A Tale of Heroism, Gallantry, and Radioactive Cheese

The Dawnbreakers ride (er... walk) again! Pictured from left to right: Angylya, Darynn (that's me in other guise), and Olliraldor (Dawnbreakers kinship leader Lesraldor on his young mini).

Lately I've been about as communicative as a deaf mute with a speech impediment who's had his tongue surgically removed and recently died. This has been largely because I have been much less active in-game than has been my wont. But, with the Dawnbreakers having completed the transfer to the Arkenstone server and with recruiting in full swing, things may be picking back up again.

The Dawnbreakers recount their adventures to the Bree-folk.
This evening, a few of us Dawnbreakers decided to re-kill a bunch of dead things on the off-chance that they might actually stay dead this time (spoiler: it didn't work). Our group consisted of one Warden and two Minstrels, so we tromped through Haudh Iarchith and the rest of the Barrow-downs like a whirlwind Simon & Garfunkel band on crack, except with much better hair and excessive hat plumage. By the time it was over, the three of us had rocketed forward at least three levels, we each flew through two levels of Bree-land reputation, and the zombie apocalypse had been averted. Again. We also managed to do a little something about the Barrow-downs' spider infestation since Angylya was foresighted enough to bring along a can of Raid. Of course, it was empty because Raid hadn't been invented yet, but it did make an excellent bludgeon after my sword was snapped in half by an especially grumpy Kergrim. He kept grunting something about us wantonly eradicating his species, but I couldn't hear him very well over the sound of my clubbing him to death with my empty can of Raid.

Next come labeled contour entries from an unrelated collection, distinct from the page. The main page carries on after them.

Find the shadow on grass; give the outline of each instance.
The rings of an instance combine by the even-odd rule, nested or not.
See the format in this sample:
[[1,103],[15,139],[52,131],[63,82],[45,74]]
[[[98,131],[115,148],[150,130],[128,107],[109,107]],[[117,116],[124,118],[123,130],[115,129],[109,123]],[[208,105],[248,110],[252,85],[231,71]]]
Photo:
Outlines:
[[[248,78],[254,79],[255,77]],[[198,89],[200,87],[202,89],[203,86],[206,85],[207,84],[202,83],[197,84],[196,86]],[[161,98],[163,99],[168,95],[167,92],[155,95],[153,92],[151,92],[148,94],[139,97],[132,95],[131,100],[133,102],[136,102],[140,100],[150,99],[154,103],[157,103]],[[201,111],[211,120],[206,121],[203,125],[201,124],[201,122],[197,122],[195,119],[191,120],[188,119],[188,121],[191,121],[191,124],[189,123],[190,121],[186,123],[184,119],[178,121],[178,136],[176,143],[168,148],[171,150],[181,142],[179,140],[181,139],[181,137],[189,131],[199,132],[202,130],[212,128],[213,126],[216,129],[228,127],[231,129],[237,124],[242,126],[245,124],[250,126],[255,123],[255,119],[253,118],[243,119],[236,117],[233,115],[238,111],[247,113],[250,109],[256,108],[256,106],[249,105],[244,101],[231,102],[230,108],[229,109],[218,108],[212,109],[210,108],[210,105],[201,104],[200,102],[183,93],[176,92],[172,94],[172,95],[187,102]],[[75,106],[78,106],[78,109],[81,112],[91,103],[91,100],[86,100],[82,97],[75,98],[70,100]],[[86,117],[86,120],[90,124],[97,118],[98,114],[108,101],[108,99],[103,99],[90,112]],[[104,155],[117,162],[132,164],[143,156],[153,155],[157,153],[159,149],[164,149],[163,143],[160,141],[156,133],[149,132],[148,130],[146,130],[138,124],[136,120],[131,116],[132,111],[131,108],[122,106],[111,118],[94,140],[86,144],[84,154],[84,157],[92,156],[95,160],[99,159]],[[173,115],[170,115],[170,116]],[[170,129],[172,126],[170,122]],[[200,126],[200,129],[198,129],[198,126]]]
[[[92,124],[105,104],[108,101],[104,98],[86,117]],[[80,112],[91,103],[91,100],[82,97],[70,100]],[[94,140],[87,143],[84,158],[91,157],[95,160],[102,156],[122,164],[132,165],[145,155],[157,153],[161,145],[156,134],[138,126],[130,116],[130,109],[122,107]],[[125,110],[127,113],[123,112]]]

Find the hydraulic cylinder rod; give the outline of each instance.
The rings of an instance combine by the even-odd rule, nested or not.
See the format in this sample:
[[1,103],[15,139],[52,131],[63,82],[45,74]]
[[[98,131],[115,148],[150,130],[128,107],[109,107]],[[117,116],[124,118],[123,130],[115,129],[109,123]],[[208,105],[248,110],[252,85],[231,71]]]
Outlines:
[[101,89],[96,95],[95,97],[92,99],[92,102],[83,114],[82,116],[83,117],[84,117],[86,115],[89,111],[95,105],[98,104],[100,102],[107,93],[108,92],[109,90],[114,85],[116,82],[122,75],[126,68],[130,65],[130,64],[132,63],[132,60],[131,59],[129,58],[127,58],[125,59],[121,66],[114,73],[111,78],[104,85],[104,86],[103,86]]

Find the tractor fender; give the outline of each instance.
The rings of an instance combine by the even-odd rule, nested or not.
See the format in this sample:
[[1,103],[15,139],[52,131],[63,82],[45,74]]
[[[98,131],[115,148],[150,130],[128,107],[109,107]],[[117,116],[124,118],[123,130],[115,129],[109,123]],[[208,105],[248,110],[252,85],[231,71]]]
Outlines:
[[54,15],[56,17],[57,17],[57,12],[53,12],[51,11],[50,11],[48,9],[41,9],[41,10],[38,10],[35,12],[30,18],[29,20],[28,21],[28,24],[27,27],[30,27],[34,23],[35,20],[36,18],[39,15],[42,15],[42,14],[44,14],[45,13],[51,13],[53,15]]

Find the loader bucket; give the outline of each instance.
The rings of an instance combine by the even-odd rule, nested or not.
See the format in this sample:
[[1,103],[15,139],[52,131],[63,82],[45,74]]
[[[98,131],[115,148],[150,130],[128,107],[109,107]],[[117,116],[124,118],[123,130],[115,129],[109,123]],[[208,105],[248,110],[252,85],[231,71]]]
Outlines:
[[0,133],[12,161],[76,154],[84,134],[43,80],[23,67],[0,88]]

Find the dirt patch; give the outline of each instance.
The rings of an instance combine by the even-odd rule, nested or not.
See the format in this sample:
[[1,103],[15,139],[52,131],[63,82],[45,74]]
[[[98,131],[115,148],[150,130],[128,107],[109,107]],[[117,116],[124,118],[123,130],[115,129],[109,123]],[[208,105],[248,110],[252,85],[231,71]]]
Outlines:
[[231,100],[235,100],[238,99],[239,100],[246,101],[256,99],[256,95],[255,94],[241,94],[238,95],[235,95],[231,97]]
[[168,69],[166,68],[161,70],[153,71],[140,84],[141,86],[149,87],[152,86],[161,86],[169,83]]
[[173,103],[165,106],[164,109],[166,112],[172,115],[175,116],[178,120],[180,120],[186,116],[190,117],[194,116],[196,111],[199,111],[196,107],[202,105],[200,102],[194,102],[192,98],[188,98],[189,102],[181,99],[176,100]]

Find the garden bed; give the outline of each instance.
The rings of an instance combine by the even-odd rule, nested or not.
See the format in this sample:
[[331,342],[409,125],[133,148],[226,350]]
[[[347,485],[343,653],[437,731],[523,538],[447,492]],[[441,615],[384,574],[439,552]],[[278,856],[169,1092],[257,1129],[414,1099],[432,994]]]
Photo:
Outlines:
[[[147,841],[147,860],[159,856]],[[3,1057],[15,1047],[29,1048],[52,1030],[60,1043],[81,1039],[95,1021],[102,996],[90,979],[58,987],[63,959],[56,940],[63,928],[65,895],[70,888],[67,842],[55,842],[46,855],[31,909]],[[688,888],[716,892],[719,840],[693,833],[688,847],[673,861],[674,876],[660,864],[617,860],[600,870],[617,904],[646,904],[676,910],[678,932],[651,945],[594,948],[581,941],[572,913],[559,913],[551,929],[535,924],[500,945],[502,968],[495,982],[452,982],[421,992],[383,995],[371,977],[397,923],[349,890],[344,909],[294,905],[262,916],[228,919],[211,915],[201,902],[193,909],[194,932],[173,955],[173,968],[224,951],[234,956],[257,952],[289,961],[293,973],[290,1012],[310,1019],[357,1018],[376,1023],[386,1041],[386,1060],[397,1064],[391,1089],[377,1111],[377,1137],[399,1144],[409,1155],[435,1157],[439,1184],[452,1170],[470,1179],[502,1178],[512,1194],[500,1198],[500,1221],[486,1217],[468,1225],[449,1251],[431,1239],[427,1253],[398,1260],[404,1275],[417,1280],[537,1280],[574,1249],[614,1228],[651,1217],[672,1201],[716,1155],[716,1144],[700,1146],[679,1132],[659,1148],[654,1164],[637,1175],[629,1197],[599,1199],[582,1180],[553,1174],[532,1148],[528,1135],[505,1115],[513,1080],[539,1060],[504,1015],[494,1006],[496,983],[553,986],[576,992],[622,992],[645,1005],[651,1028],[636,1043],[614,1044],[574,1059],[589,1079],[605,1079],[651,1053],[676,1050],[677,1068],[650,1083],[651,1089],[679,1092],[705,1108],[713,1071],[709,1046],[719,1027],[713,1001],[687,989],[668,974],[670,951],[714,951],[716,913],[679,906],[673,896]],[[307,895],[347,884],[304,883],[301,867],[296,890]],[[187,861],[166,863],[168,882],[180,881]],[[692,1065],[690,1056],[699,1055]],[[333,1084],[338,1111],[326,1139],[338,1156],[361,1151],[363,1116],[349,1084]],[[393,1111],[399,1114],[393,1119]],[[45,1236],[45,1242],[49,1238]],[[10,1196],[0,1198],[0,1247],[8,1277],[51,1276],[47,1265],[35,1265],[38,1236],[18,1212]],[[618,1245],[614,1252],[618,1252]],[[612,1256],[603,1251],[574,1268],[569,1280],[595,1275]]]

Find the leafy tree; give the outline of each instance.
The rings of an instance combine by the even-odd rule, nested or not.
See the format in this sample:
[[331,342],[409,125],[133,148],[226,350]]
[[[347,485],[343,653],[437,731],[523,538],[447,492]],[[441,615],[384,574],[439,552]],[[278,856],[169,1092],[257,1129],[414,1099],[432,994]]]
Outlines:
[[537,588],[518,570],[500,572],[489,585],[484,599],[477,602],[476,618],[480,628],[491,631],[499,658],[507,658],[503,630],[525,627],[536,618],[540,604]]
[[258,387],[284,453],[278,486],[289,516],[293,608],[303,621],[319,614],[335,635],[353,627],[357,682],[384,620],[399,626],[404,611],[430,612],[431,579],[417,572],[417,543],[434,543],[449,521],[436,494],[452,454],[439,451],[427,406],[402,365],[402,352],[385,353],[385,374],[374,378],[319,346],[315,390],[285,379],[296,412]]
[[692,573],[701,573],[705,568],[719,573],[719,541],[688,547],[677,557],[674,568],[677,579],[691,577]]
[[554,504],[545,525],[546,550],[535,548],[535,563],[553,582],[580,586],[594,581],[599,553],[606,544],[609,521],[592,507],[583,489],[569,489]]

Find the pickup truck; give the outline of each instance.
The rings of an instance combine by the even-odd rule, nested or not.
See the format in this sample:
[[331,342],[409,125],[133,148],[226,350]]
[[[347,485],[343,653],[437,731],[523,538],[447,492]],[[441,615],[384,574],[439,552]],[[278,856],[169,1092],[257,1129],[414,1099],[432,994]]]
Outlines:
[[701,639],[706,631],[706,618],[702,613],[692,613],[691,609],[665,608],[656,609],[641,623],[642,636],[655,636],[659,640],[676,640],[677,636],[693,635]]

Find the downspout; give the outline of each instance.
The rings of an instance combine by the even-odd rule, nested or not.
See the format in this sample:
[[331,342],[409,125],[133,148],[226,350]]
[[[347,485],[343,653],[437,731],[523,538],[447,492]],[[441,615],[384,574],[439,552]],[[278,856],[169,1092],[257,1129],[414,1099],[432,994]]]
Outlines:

Anyway, when it was all said and done, I finally learned how to use shields (Lesson 1: face the opponent...) and collected some halfway decent jewellery. Oh, and of course I also found a delectable lump of cheese which I immediately scarfed down. I was surprised to learn this cheese caused my rapid and agonizing demise. Who knew? Where I'm from, 4,000-year-old cheese that's been stored in the same general vicinity as a bunch of putrid corpses that have been reanimated for the purpose of conquering the world was always a well-known delicacy. Bree-land is such an odd place.